Working Families Party Executive Director Dan Cantor argues the merits of raising taxes on millionaires to help close New York’s budget gap in an op-ed today in the Daily News:
To help stop budget bleeding, raise taxes on the rich
By Dan Cantor
Wednesday, November 19th 2008, 4:00 AM
Tuesday, legislative leaders balked at passing Gov. Paterson’s proposed $5.2 billion in spending reductions, which would have included deep cuts to health care and education.
They’re getting criticized for their inaction, but given the governor’s proposals, their restraint may have been warranted. That’s because Paterson’s plan asks everyone – schoolchildren, local property taxpayers, students at SUNY and CUNY, the elderly and New Yorkers with disabilities – to sacrifice.
Everyone, that is, except the wealthy New Yorkers and the Wall Street barons who got us into this mess in the first place.
Yes, prudent spending cuts in state spending are a necessity – that much is undeniable. But so far, the governor is asking working families to shoulder the entire burden of the budget deficit alone, while taking any income tax increase on New York’s many millionaires off the table.
That is not acceptable. Not after the richest New Yorkers have seen billions in tax cuts that have slashed their income tax burden in half over the last 40 years. Not when asking those who can most afford to contribute a little more in taxes could easily prevent many of the most painful cuts being talked about in Albany.

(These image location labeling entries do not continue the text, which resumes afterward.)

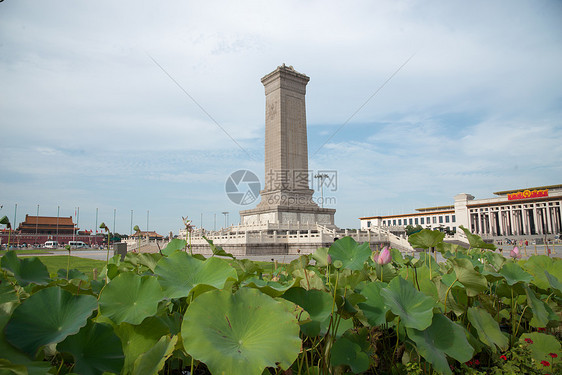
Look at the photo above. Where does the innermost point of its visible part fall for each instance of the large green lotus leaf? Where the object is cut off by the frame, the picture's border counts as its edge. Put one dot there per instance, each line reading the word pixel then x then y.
pixel 95 349
pixel 428 259
pixel 9 368
pixel 130 298
pixel 472 280
pixel 26 270
pixel 420 277
pixel 321 256
pixel 495 260
pixel 180 272
pixel 346 352
pixel 315 302
pixel 542 346
pixel 490 274
pixel 271 288
pixel 151 362
pixel 542 313
pixel 342 326
pixel 298 264
pixel 538 264
pixel 31 368
pixel 308 279
pixel 173 246
pixel 138 339
pixel 7 293
pixel 217 250
pixel 148 260
pixel 350 253
pixel 514 274
pixel 8 351
pixel 443 337
pixel 487 328
pixel 413 307
pixel 457 299
pixel 241 333
pixel 555 284
pixel 446 247
pixel 426 239
pixel 48 317
pixel 374 308
pixel 246 267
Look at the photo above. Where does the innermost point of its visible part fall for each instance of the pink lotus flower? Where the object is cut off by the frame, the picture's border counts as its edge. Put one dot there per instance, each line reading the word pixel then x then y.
pixel 515 254
pixel 384 257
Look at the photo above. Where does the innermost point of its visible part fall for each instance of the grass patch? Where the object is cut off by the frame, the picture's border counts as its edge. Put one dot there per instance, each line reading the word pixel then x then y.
pixel 56 262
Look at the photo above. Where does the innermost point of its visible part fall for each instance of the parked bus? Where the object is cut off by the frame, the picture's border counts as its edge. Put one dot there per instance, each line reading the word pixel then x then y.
pixel 51 245
pixel 77 244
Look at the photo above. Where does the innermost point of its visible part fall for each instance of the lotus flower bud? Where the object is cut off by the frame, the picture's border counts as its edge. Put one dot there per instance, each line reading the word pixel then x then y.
pixel 515 253
pixel 384 257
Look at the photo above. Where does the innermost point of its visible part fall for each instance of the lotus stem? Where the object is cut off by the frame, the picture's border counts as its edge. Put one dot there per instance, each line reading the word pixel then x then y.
pixel 447 293
pixel 521 317
pixel 68 264
pixel 429 264
pixel 397 340
pixel 512 318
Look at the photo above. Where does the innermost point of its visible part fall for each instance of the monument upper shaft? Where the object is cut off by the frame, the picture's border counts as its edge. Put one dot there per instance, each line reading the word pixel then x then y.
pixel 286 149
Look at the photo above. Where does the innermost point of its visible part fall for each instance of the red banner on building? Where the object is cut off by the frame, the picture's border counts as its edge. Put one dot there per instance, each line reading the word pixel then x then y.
pixel 528 194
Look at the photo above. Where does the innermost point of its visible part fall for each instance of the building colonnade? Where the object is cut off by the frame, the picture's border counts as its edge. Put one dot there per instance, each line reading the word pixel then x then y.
pixel 517 219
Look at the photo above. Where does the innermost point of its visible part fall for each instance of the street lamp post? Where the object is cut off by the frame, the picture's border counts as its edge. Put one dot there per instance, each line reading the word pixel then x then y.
pixel 137 230
pixel 321 177
pixel 6 222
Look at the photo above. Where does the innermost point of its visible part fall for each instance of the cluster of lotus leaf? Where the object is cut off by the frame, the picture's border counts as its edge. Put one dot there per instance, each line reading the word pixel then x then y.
pixel 334 311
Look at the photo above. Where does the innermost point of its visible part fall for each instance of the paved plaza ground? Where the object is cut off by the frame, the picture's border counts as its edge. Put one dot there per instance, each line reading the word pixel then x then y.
pixel 556 251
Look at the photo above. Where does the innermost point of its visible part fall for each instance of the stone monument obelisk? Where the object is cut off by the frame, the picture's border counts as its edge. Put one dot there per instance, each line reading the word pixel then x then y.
pixel 286 197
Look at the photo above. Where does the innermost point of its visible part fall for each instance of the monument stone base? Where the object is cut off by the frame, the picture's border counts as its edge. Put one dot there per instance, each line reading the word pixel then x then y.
pixel 289 215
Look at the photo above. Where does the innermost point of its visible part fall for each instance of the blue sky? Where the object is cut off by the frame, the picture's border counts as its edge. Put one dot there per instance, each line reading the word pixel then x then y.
pixel 89 120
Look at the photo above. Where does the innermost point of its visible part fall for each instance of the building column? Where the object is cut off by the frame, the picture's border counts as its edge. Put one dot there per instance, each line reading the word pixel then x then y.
pixel 549 226
pixel 536 220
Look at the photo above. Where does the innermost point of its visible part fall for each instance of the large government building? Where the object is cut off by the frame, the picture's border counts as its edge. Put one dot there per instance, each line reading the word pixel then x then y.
pixel 520 212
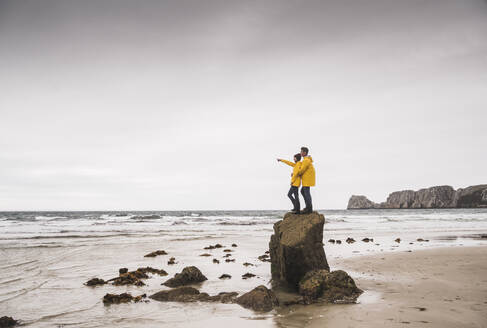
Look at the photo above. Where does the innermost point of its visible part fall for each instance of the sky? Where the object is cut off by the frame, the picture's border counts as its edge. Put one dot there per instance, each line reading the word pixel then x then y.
pixel 186 104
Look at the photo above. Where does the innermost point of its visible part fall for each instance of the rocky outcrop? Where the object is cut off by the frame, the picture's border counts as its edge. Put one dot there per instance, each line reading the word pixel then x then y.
pixel 333 287
pixel 258 299
pixel 109 299
pixel 156 253
pixel 7 322
pixel 434 197
pixel 360 202
pixel 189 275
pixel 296 247
pixel 190 294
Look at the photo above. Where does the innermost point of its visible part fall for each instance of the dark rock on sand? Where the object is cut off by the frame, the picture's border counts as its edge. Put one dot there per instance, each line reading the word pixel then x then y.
pixel 95 282
pixel 130 278
pixel 190 294
pixel 248 275
pixel 225 276
pixel 189 275
pixel 180 294
pixel 258 299
pixel 296 247
pixel 109 299
pixel 156 253
pixel 160 272
pixel 7 322
pixel 433 197
pixel 264 258
pixel 335 287
pixel 214 246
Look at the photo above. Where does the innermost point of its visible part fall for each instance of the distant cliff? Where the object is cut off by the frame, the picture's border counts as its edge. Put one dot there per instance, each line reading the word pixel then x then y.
pixel 434 197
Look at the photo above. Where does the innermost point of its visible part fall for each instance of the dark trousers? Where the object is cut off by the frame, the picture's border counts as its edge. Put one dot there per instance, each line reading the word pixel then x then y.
pixel 294 197
pixel 307 197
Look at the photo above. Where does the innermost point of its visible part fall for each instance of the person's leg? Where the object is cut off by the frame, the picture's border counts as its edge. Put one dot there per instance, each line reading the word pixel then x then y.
pixel 290 194
pixel 304 197
pixel 297 205
pixel 307 198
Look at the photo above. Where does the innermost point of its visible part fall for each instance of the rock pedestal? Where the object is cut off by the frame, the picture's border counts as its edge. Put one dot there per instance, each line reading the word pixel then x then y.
pixel 296 247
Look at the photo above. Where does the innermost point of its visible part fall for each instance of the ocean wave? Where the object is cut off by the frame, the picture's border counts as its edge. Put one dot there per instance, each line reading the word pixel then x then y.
pixel 179 223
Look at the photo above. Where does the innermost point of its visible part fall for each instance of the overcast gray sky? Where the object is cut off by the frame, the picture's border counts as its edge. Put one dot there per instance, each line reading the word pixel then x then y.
pixel 109 105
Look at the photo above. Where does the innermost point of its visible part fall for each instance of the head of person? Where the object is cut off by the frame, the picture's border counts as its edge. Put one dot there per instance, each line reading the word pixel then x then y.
pixel 297 158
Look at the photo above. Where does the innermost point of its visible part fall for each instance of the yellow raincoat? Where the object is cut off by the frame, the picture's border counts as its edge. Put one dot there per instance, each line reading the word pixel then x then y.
pixel 307 172
pixel 295 179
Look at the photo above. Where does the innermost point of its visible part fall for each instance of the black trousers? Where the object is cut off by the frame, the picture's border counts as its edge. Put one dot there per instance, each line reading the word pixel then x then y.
pixel 294 196
pixel 307 197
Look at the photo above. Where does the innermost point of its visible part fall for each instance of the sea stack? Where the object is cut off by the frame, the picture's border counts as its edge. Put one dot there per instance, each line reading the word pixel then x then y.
pixel 433 197
pixel 296 247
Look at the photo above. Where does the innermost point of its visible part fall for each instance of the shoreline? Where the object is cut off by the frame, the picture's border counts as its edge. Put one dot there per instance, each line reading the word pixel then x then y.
pixel 441 287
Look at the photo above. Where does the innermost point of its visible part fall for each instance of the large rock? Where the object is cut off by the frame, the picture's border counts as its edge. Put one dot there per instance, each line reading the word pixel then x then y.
pixel 258 299
pixel 296 247
pixel 473 196
pixel 360 202
pixel 189 275
pixel 7 322
pixel 334 287
pixel 190 294
pixel 433 197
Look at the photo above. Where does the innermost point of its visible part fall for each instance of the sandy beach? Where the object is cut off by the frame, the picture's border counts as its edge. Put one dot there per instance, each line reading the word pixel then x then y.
pixel 45 265
pixel 444 287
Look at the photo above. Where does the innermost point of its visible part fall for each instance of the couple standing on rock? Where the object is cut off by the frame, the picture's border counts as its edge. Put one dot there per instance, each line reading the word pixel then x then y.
pixel 303 172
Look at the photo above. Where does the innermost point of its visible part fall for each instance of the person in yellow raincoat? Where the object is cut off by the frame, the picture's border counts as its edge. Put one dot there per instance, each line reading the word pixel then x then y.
pixel 295 182
pixel 308 179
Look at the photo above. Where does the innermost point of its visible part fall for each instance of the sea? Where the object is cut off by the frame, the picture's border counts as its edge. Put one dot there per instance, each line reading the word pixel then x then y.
pixel 46 257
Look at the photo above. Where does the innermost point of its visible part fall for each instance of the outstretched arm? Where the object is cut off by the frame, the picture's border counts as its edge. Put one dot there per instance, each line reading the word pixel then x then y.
pixel 286 162
pixel 304 167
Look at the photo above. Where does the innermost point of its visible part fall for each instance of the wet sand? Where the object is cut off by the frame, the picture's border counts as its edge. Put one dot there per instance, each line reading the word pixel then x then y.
pixel 444 287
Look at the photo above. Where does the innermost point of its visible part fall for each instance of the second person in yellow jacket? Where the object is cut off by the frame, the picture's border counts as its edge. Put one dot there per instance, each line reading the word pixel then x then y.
pixel 295 182
pixel 308 178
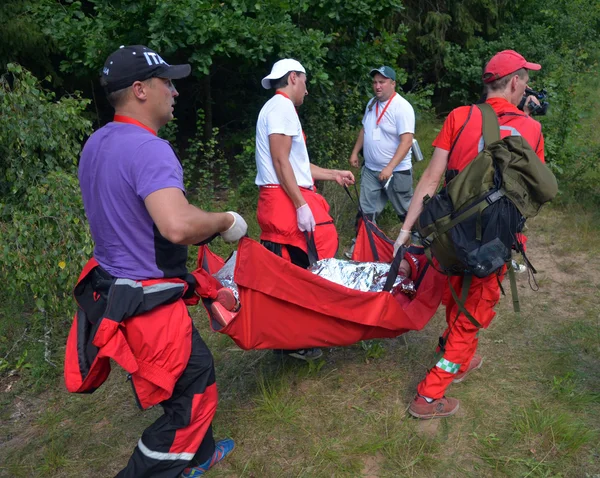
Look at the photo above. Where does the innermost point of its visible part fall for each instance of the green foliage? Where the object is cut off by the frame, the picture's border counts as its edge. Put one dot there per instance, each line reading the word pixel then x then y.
pixel 206 171
pixel 44 239
pixel 37 134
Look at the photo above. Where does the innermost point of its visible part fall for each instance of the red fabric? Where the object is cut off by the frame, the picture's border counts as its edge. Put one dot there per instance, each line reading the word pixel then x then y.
pixel 461 334
pixel 153 347
pixel 363 251
pixel 467 143
pixel 277 219
pixel 204 407
pixel 484 293
pixel 287 307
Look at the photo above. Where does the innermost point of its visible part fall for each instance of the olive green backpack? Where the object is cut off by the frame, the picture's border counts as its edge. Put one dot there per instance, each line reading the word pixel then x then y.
pixel 470 225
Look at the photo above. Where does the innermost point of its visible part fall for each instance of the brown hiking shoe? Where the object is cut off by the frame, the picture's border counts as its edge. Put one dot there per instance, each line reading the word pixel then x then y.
pixel 475 364
pixel 440 408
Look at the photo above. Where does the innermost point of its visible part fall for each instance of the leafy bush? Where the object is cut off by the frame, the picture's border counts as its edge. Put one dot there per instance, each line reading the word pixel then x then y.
pixel 44 238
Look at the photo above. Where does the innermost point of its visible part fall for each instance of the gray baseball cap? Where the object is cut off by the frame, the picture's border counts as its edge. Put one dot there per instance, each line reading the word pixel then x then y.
pixel 385 71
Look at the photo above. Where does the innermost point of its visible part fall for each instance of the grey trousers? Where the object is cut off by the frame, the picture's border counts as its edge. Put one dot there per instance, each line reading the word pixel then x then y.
pixel 373 195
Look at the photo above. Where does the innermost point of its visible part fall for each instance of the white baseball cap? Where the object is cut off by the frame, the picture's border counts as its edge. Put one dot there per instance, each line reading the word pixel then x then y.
pixel 280 69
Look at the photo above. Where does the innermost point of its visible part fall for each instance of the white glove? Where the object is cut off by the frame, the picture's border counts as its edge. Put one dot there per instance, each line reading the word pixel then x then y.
pixel 237 230
pixel 403 239
pixel 306 221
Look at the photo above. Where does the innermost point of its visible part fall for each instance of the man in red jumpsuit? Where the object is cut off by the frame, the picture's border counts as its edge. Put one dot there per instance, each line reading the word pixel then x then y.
pixel 505 78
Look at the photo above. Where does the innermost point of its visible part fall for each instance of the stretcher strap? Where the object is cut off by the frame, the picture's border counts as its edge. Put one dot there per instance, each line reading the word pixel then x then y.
pixel 393 273
pixel 513 287
pixel 460 303
pixel 311 247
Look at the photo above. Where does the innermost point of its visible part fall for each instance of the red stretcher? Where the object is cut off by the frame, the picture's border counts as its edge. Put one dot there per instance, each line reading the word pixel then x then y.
pixel 287 307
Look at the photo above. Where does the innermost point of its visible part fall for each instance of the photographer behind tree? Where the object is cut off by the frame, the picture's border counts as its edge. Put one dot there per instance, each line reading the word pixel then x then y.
pixel 535 101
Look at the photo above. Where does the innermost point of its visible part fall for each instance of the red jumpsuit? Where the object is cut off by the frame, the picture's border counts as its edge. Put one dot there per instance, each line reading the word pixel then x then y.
pixel 461 135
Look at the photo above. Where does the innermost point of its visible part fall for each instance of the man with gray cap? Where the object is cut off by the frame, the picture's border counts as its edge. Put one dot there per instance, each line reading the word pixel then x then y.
pixel 386 140
pixel 290 213
pixel 136 287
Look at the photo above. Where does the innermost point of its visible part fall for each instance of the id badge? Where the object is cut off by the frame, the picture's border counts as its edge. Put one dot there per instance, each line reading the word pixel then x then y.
pixel 376 134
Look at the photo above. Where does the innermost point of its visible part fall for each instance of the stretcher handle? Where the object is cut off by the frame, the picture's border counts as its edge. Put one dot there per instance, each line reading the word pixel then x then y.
pixel 311 248
pixel 393 273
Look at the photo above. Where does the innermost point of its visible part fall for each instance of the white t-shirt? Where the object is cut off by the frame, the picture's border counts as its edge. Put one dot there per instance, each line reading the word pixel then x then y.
pixel 278 116
pixel 379 147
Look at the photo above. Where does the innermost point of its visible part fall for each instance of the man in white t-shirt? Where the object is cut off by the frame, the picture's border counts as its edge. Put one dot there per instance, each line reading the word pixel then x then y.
pixel 386 140
pixel 290 213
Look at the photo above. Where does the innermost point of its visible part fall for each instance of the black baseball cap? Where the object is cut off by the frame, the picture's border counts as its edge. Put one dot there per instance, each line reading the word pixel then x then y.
pixel 385 71
pixel 137 63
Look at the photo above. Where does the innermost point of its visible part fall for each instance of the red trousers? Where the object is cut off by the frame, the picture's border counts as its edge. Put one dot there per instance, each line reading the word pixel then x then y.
pixel 461 334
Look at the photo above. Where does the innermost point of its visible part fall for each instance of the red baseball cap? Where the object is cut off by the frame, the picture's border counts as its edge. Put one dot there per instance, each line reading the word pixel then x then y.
pixel 505 63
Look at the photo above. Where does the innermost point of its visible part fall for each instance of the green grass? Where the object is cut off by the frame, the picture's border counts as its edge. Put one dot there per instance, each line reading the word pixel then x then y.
pixel 532 411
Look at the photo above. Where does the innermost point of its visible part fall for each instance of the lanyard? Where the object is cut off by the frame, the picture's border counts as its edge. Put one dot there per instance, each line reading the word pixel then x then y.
pixel 127 119
pixel 286 96
pixel 377 115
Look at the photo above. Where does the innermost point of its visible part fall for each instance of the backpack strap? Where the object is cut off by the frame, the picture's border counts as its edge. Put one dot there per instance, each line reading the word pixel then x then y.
pixel 460 303
pixel 311 247
pixel 513 287
pixel 490 125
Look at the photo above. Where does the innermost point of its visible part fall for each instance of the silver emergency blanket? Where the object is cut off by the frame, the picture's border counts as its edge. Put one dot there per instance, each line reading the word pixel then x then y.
pixel 363 276
pixel 225 275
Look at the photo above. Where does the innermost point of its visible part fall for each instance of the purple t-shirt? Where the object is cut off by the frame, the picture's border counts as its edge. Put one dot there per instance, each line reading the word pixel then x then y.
pixel 121 164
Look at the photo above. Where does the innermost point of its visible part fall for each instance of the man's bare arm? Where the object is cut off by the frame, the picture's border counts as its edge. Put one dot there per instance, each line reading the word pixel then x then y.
pixel 180 222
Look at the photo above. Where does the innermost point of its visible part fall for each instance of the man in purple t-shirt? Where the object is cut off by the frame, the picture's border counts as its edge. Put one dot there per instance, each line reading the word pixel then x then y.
pixel 141 222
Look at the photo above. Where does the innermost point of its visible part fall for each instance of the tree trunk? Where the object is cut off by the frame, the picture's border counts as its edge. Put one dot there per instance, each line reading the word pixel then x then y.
pixel 207 107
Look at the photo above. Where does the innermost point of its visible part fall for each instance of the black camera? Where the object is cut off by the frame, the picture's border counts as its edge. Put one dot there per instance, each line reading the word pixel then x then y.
pixel 535 109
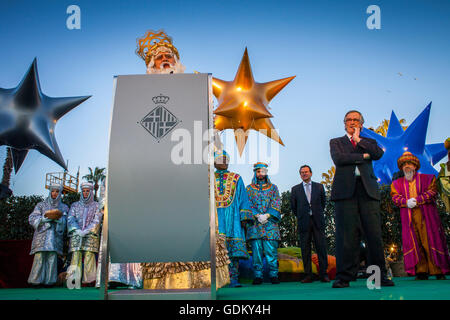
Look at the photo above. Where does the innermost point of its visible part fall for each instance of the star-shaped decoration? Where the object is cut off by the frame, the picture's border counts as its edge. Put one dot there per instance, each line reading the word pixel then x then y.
pixel 243 104
pixel 397 141
pixel 28 118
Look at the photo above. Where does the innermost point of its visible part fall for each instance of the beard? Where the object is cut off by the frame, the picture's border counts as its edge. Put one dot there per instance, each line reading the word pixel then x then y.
pixel 409 175
pixel 177 67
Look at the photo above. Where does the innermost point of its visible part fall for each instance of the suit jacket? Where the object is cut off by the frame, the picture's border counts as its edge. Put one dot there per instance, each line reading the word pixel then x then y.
pixel 301 207
pixel 346 158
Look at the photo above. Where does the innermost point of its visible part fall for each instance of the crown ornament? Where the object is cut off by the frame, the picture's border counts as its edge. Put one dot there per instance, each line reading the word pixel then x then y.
pixel 147 45
pixel 160 99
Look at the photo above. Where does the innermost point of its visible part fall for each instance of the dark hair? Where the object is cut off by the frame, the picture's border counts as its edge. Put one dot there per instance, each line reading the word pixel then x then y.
pixel 305 166
pixel 360 114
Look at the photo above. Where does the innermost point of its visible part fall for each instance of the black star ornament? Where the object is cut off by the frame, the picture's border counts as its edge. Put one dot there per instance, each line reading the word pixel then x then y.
pixel 28 118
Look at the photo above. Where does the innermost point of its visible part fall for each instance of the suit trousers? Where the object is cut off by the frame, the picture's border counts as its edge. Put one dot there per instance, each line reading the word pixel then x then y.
pixel 318 236
pixel 44 270
pixel 360 211
pixel 264 248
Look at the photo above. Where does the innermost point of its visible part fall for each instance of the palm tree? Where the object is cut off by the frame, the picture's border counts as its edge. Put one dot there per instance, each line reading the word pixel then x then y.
pixel 95 176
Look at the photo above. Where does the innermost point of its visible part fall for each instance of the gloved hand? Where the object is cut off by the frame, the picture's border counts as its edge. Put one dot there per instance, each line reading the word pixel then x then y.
pixel 78 232
pixel 264 218
pixel 411 203
pixel 259 217
pixel 84 232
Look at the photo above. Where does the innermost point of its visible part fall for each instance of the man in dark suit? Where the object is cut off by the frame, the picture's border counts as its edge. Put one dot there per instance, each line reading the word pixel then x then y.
pixel 357 200
pixel 308 203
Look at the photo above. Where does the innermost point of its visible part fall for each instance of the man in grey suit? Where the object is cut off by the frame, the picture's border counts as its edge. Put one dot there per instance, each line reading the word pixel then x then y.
pixel 308 203
pixel 357 200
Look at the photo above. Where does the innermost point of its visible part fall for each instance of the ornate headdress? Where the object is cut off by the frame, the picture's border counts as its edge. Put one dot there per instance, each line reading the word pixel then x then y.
pixel 54 202
pixel 221 153
pixel 90 198
pixel 408 157
pixel 154 42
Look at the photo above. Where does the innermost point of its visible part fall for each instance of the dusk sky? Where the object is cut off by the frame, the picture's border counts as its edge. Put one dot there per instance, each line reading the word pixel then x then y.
pixel 338 62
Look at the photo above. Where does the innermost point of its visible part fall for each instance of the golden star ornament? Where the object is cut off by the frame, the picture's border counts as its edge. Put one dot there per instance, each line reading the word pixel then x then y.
pixel 243 104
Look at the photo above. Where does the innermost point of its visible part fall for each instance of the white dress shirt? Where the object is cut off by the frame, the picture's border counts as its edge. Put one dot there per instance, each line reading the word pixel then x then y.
pixel 308 195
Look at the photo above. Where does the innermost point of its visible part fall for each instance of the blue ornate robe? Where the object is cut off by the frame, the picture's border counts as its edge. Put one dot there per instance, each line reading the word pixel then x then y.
pixel 48 234
pixel 232 208
pixel 264 198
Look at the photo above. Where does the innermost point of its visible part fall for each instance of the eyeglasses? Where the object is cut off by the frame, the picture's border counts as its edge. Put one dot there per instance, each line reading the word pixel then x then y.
pixel 161 56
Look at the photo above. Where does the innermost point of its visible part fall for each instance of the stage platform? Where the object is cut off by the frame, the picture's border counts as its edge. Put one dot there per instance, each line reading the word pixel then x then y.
pixel 406 289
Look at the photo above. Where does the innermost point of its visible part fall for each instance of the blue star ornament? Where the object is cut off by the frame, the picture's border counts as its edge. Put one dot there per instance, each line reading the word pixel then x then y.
pixel 397 141
pixel 28 118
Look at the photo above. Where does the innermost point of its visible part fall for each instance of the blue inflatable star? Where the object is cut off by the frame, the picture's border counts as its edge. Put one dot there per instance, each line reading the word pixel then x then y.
pixel 28 118
pixel 398 141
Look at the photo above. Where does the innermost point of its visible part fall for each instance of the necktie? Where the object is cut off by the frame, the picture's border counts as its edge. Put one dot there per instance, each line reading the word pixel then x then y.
pixel 308 192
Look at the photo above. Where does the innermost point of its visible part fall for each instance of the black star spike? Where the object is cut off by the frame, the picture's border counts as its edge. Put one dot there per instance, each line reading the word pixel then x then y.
pixel 28 118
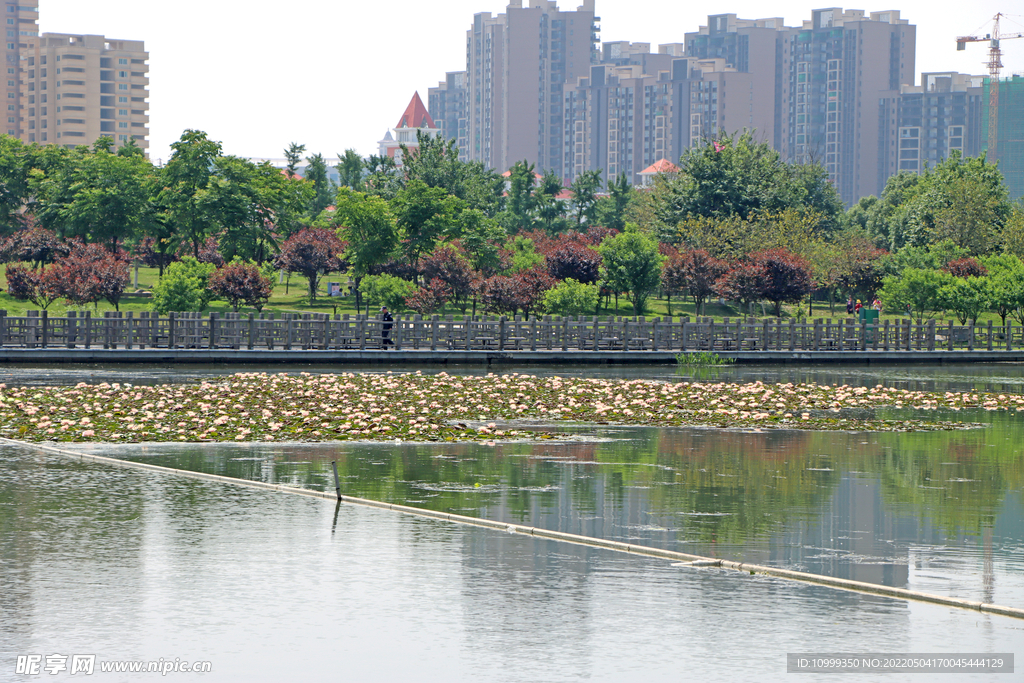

Opponents of a tax on millionaires repeat the mantra that asking the wealthy to pay a modest increase in income taxes would drive them out of the state. But all the evidence and recent experience says that simply isn’t so.
In 2003, following the economic downturn caused by the 9/11 attacks, the national recession and the burst of the dot-com bubble, New York relied on modest increases in income tax rates on the wealthy to help close its budget gap. The state employed a temporary top rate of 7.25% for single filers with incomes over $100,000 and 7.7% on income over $500,000.
The rich did not leave the state. Instead, the economy rebounded and the number of high income New Yorkers continued to grow.
In 2004, New Jersey raised its income tax on those making over $500,000 a year by 2.6 percentage points. Despite dire predictions, a recent study from Princeton University found that while the half-millionaire’s tax helped the Garden State raise billions in needed revenue, it caused almost no tax flight. (The study did find however, that high local property taxes – a very likely side effect of Gov. Paterson’s proposed cuts in education and aid to localities – were responsible for driving out thousands of middle-class families).
As Nobel-prize winning economist Joseph Stiglitz wrote in a letter to Albany leaders, “Increases on higher-income families are the least damaging mechanism for closing state fiscal deficits in the short run. Reductions in government spending on goods and services, or reductions in transfer payments to lower-income families, are likely to be more damaging to the economy in the short run than tax increases focused on higher-income families.”
Those are wise words state leaders can’t afford to ignore. In the months ahead, Albany will have no choice but to meet the budget deficit head-on.
So enough of the bluffing and blame-mongering. Serious times demand a serious approach to getting our state back on track.
What is needed to solve the budget crisis – and it is solvable – is a plan that calls for true shared sacrifice. Sensible spending cuts, yes – but also a commitment to asking the New Yorkers who can most easily afford to do so to pay their fair share in taxes.
It is a formula that has worked before. The well-being of millions of working families and the health of critical public investments demand that we use it again.
Cantor is executive director of the Working Families Party.